13 décembre 2001

Des oiseaux dans la tourmente

Plusieurs espèces ont perdu des plumes lors de la tempête de verglas de janvier 1998

Il n'y a pas que les résidants du sud du Québec qui ont subi les affres de la tempête de verglas de janvier 1998. En effet, certaines espèces d'oiseaux en ont pris plein le bec à la suite des cinq jours de pluie verglaçante ininterrompue qu'avait alors essuyés le Québec méridional. C'est ce que démontrent l'étudiant-chercheur Jonatan Blais, du Département de biologie, et deux chercheurs du Service canadien de la faune, Jean-Pierre Savard et Jean Gauthier, dans le dernier numéro de la revue The Forestry Chronicle.

Les trois chercheurs ont comparé les populations d'oiseaux qui prévalaient quelques jours avant le début du verglas à celles observées un an plus tard, dans 16 localités situées dans l'oeil de la tempête (Sud du Québec, Est de l'Ontario et Nord de l'État de New York). Pour réaliser cette étude, ils ont tiré profit d'une activité traditionnelle du monde de l'ornithologie, le dénombrement des oiseaux de Noël. Depuis plus de 100 ans, au Canada et aux États-Unis, des ornithologues amateurs effectuent, dans les deux semaines qui précèdent ou qui suivent Noël, l'inventaire des oiseaux de leur région. Connue sous le nom anglais de Christmas Bird Count, cette activité est effectuée par des milliers de bénévoles qui parcourent des secteurs 12 km de rayon. Les participants, supervisés par des ornithologues chevronnés, notent le nombre d'oiseaux de chaque espèce qu'ils observent pendant une journée entière.

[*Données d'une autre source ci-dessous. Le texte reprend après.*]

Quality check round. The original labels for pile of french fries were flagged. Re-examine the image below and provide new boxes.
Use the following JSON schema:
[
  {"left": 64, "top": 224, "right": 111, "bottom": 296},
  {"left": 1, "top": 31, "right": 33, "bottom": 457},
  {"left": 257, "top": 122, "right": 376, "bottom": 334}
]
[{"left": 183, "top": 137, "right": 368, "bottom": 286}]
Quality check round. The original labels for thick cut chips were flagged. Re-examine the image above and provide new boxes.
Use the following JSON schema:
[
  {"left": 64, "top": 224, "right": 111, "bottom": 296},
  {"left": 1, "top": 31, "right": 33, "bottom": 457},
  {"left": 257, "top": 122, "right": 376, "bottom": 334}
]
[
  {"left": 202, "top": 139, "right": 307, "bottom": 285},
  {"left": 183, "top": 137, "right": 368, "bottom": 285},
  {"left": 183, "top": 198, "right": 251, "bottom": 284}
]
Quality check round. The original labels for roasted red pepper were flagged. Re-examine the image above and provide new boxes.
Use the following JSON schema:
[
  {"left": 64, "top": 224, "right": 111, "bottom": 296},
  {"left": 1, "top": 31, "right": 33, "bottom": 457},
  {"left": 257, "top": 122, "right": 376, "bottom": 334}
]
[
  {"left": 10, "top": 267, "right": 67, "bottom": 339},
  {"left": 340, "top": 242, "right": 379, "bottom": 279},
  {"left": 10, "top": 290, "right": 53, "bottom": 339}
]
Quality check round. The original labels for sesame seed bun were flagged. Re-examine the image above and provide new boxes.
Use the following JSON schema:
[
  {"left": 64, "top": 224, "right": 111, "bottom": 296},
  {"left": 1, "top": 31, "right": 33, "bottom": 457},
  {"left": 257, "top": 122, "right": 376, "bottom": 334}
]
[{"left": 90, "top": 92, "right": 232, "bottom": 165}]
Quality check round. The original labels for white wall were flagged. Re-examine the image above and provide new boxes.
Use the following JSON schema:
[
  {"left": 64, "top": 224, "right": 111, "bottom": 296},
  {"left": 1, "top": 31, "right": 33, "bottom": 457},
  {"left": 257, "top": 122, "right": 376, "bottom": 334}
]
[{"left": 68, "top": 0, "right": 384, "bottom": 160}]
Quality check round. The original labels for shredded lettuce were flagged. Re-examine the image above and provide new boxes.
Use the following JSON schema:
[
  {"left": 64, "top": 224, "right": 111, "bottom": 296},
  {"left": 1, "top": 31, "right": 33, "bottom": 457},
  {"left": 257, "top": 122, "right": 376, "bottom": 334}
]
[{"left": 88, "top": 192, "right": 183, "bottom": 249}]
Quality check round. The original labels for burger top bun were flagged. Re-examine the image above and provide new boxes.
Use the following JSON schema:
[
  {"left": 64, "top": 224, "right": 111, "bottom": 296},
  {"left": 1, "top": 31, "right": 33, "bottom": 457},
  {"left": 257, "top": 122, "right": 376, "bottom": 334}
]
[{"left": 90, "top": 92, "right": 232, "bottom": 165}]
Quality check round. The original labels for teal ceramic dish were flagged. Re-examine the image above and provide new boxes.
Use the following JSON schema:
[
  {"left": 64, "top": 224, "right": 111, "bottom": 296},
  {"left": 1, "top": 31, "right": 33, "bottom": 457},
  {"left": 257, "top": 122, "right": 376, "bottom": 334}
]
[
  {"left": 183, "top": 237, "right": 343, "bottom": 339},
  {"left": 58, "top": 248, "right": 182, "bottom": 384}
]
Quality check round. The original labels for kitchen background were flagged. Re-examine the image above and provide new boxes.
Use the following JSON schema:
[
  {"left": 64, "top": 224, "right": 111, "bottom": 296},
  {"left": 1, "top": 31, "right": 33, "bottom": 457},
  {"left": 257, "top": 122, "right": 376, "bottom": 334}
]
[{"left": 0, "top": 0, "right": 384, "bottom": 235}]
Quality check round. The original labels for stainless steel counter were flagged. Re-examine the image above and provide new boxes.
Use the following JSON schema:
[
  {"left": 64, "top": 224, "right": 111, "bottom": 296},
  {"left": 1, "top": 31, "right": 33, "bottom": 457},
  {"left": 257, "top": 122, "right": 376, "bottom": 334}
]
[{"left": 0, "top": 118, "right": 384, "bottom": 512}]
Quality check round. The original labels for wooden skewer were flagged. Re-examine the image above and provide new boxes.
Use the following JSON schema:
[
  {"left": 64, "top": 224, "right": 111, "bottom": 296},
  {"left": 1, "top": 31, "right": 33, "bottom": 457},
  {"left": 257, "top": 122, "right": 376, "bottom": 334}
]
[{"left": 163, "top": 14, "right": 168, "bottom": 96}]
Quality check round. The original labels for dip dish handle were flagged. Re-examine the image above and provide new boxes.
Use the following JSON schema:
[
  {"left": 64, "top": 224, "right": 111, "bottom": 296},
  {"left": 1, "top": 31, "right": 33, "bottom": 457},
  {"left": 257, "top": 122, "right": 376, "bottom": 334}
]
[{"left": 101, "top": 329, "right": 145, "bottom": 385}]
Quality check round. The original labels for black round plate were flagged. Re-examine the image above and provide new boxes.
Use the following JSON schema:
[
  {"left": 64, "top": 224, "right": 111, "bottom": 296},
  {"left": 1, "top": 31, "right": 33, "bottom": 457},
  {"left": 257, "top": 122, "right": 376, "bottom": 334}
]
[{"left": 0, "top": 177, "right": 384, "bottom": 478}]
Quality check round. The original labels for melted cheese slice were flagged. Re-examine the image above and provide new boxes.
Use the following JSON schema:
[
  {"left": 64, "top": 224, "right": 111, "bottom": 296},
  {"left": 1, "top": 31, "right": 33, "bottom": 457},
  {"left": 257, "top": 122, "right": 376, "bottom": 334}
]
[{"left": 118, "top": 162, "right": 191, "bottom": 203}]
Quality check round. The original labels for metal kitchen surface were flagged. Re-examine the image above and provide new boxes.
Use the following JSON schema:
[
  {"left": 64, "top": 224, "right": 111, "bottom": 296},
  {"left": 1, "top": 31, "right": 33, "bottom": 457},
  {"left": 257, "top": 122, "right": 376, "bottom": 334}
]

Grâce à ces inventaires, Jonatan Blais et ses collègues ont pu mesurer l'impact de la tempête de verglas sur l'abondance de 11 espèces d'oiseaux. Ils ont ainsi observé une diminution significative chez six d'entre elles: le geai bleu (-43 %), le grimpereau brun (-37 %), le pic chevelu (-35 %), le pic mineur (-19 %), la mésange à tête noire (-18 %), et même le moineau domestique (-14 %). Seul l'opportuniste étourneau sansonnet a tiré profit de la situation pour accroître ses effectifs de 33 %. Les chercheurs ont répété le même exercice comparatif pour 15 sites épargnés par la tempête et ils n'ont détecté aucun changement dans l'abondance de ces mêmes espèces.

Aliments surgelés
Les tempêtes de verglas sont très éprouvantes pour les oiseaux, signale Jonatan Blais. En plus de mouiller leur plumage, le rendant ainsi moins efficace pour la thermorégulation, le verglas recouvre une bonne partie de leurs sources de nourriture. Dans de bonnes conditions, les espèces étudiées peuvent jeûner entre 1 jour (grimpereau brun) et 8 jours (pigeon). À des températures avoisinant 0 degré Celsius, les plus endurants meurent en moins de quatre jours. "La pluie verglaçante est tombée presque continuellement entre le 5 et le 10 janvier et la glace a persisté pendant près de deux semaines, ajoute l'étudiant-chercheur. Même les mangeoires en étaient couvertes. Les conditions climatiques réunies pendant et après la tempête pouvaient donc occasionner beaucoup de mortalité aux populations d'oiseaux."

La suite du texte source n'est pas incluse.